Each career field depends to some degree on another specialty to succeed. Security forces would be unemployed if there were no bases to secure, no aircraft to guard, or no traffic to control. Without everyone else doing their jobs, your Defenders would have nothing to defend. Collectively, we all enable the mission. And we all execute our portion of the mission. Everyone has the most important job in the Air Force. Every job in the Air Force is critical, essential, and vital. No one job is more important than another because without all of them working together, none of them get done.

Benjamin Franklin said "If we do not hang together, we shall surely hang separately." The Air Force is the living embodiment of that principle. We are all in this together.
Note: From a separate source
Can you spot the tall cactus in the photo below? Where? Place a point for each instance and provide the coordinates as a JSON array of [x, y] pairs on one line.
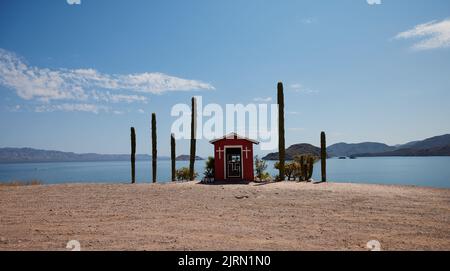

We are each other's backup, each other's wingmen and each other's support. There is no more important job than that.

Having been there when backup was needed, I can tell you that seeing someone rushing to your aid is a feeling like no other. Seeing someone risking their own safety to ensure yours is something people who have civilian jobs rarely experience. We see that more often than we can count in our business, because that's what we do. As some of my Airmen say "Sir, that's how we roll."

Who has the most important job in the Air Force? You do. It doesn't matter what specialty you're in or what kind of badge you have on your uniform. First and foremost, you're an American Airman. What could be more important than that?